The hope is McClellin will have a major impact as a rookie to help the Bears make a run to the Super Bowl.
The reality of McClellin's production will likely quite different than the hope surrounding his arrival.
To make this case I went and added up every rookie NFL sack specialist (DE/OLB) sack totals from their first year in the NFL. I started from the year 2000 and came all the way forward to 2011 and focused on each and every rookie drafted in the first and second round.
The obvious hope was to get a good idea of how productive McClellin can be based on surveyed average total.
That answer came rather simply, all of those 97 players drafted averaged a total of four sacks over this 12 year period.
I wasn't able to come up with pressure numbers outside of sacks so there is no way of knowing if a lot of these rookies got good pressure and simply weren't able to hit home.
However it's a number that is below expectations of most Bears fans I'm certain. Such a low average projected total may also seem to point to a player like Corey Wootton coming in and sending the young rookie to the bench.
Wootton who himself only has one career sack due to the many injuries he's fought to overcome isn't short on ability. He has shown burst off the edge and prior to his knee injury in the first game of the pre-season during the opening kickoff was having a strong camp.

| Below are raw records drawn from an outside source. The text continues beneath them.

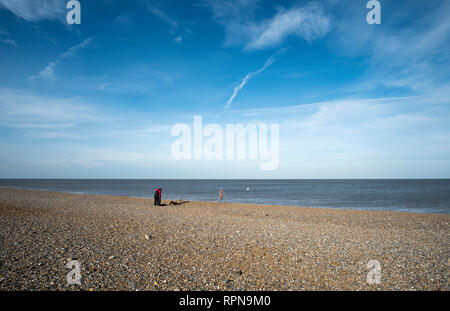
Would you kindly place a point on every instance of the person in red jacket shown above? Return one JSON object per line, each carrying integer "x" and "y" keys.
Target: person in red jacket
{"x": 157, "y": 197}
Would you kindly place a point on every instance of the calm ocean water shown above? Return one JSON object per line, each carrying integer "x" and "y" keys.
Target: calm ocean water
{"x": 428, "y": 195}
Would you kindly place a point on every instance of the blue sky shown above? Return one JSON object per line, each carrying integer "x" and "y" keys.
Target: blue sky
{"x": 98, "y": 100}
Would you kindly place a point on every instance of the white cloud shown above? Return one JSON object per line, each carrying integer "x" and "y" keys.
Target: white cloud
{"x": 308, "y": 22}
{"x": 5, "y": 38}
{"x": 244, "y": 81}
{"x": 161, "y": 15}
{"x": 74, "y": 49}
{"x": 48, "y": 73}
{"x": 19, "y": 109}
{"x": 34, "y": 11}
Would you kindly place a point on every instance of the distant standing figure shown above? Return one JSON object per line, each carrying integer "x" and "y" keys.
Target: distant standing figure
{"x": 157, "y": 197}
{"x": 221, "y": 195}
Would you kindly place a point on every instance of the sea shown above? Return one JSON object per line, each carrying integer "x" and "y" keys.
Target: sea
{"x": 406, "y": 195}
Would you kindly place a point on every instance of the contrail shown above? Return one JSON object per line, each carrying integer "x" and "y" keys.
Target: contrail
{"x": 236, "y": 90}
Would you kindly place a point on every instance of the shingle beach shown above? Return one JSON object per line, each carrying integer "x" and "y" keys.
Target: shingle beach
{"x": 125, "y": 243}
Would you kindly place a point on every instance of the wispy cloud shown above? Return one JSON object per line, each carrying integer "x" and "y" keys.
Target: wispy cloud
{"x": 308, "y": 22}
{"x": 5, "y": 38}
{"x": 48, "y": 73}
{"x": 161, "y": 15}
{"x": 24, "y": 109}
{"x": 244, "y": 81}
{"x": 34, "y": 11}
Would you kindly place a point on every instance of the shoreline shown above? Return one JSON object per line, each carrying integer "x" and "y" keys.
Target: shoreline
{"x": 229, "y": 203}
{"x": 125, "y": 243}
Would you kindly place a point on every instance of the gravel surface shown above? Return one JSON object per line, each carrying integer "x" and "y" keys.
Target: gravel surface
{"x": 126, "y": 243}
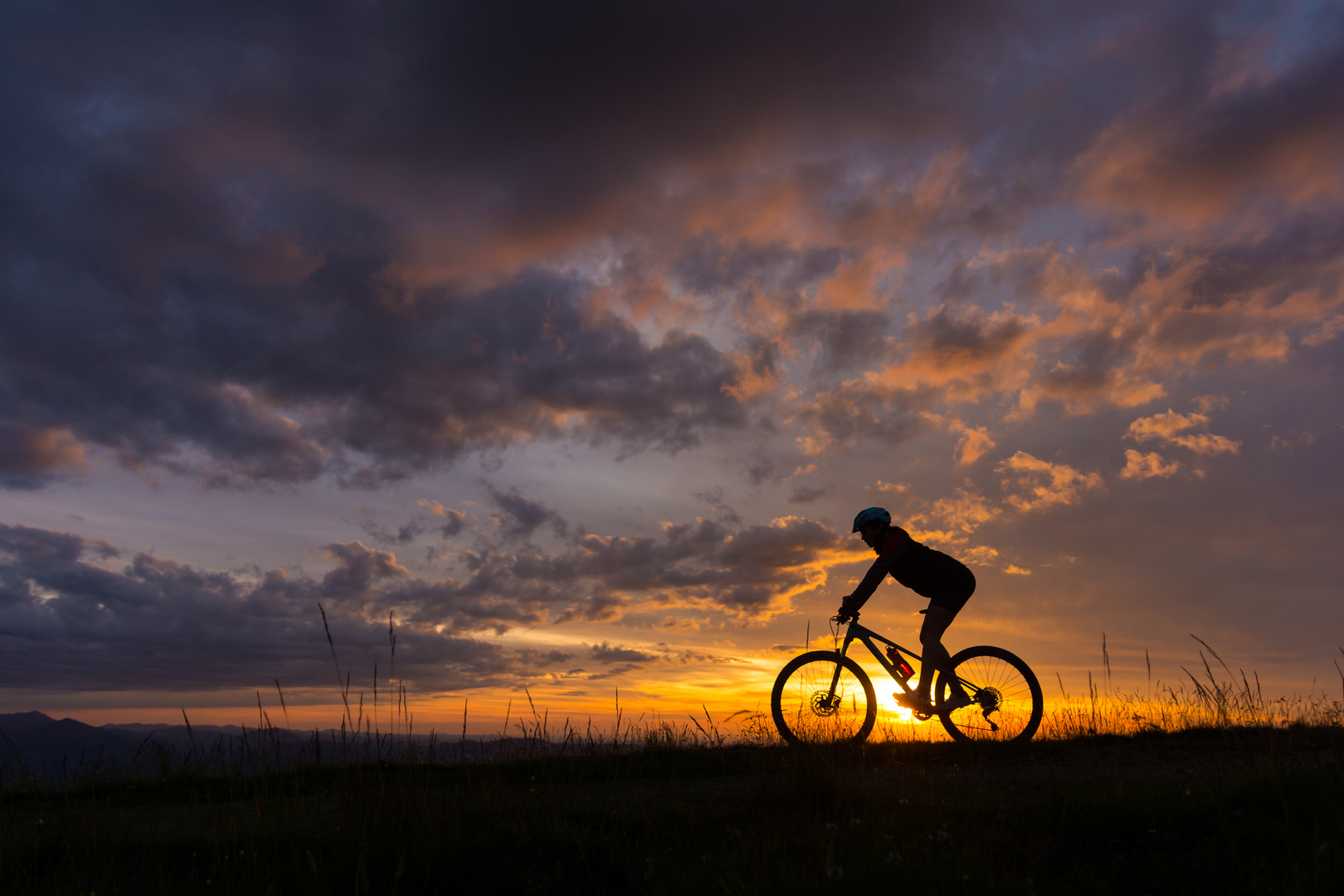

Wootton's ability is there, the question is can his experience give him a bit of an edge to be the primary rusher complimenting Julius Peppers?
McClellin will likely get first crack at the lineup, but the thought is his production may not be any better than the production Wootton could put up if he was the starter and the Bears did not draft McClellin.
The question is who has the higher ceiling? Only time will tell but in the immediate it appears that the Bears may be best served letting Israel Idonije be the primary rusher opposite Peppers and sub in the rookie only when absolutely necessary.
Barring a special emergence from McClellin the Bears are probably best served leaving him in a backup role rather than trying to push him into an immediate special rushing/situational role.
McClellin should definitely earn his role and prove that he can be an immediate impact rusher in order to justify dislodging Israel Idonije from his all down regular DE position.